Title: Beautiful Soup Basic HTML Scraping
Slug: beautiful_soup_html_basics
Summary: Beautiful Soup Basic HTML Scraping
Date: 2016-05-01 12:00
Category: Python
Tags: Web Scraping
Authors: Chris Albon

Import the modules



In [79]:

    
# Import required modules
import requests
from bs4 import BeautifulSoup

Scrap the html and turn into a beautiful soup object



In [80]:

    
# Create a variable with the url
url = 'http://chrisralbon.com'

# Use requests to get the contents
r = requests.get(url)

# Get the text of the contents
html_content = r.text

# Convert the html content into a beautiful soup object
soup = BeautifulSoup(html_content, 'lxml')

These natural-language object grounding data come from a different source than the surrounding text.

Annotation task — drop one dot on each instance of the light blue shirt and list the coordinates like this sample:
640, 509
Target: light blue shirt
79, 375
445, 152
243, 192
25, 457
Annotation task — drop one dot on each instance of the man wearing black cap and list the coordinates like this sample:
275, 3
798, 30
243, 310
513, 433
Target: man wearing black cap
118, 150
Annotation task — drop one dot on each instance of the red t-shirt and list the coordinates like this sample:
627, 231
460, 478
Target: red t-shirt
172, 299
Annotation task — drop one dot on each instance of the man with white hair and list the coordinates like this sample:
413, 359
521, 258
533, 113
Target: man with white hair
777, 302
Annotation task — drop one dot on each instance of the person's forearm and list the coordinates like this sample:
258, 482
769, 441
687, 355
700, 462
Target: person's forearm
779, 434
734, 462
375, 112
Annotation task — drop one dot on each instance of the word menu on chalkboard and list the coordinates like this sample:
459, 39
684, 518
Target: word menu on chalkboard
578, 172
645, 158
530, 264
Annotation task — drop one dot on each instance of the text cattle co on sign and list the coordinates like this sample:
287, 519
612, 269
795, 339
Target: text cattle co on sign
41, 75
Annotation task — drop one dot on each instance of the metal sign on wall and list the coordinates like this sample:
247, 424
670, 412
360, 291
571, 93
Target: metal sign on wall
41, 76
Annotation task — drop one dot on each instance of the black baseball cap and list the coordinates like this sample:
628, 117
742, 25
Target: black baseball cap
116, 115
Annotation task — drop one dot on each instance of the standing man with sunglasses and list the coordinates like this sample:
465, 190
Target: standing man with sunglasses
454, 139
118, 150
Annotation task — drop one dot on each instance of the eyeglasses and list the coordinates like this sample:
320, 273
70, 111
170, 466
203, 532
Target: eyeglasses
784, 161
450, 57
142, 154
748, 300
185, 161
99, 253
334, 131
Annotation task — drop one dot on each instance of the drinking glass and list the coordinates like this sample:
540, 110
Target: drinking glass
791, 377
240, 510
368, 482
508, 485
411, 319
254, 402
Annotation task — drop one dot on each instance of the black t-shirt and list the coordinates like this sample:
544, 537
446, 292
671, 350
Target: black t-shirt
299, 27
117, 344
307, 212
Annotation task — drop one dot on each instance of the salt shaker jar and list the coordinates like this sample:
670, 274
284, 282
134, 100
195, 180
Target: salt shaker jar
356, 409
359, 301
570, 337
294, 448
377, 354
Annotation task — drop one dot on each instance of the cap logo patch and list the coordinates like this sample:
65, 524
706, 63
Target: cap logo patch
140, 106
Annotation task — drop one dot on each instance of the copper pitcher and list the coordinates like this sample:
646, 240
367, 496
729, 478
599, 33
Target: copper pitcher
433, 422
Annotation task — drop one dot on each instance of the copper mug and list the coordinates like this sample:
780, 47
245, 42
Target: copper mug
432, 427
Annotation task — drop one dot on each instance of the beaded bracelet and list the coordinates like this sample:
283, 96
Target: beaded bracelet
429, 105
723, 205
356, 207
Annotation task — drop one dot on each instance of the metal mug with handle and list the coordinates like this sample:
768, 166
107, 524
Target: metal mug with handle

Select the website's title



In [81]:

    
# View the title tag of the soup object
soup.title









    Out[81]:





<title>Chris Albon</title>

Website title tag's string



In [82]:

    
# View the string within the title tag
soup.title.string









    Out[82]:





'Chris Albon'

First paragraph tag



In [83]:

    
# view the paragraph tag of the soup
soup.p









    Out[83]:





<p>I am a <a href="./pages/about.html">data scientist originally trained as a quantitative political scientist</a>. I specialize in the technical and organizational aspects of applying data science to political and social issues. </p>

The parent of the title tag



In [84]:

    
soup.title.parent.name









    Out[84]:





'head'

The first link tag



In [85]:

    
soup.a









    Out[85]:





<a class="navbar-brand" href=".">Chris Albon</a>

Find all the link tags and list the first five



In [86]:

    
soup.find_all('a')[0:5]









    Out[86]:





[<a class="navbar-brand" href=".">Chris Albon</a>,
 <a aria-expanded="false" aria-haspopup="true" class="dropdown-toggle" data-toggle="dropdown" href="#" role="button">About<span class="caret"></span></a>,
 <a href="./pages/about.html">About Chris</a>,
 <a href="https://github.com/chrisalbon">GitHub</a>,
 <a href="https://twitter.com/chrisalbon">Twitter</a>]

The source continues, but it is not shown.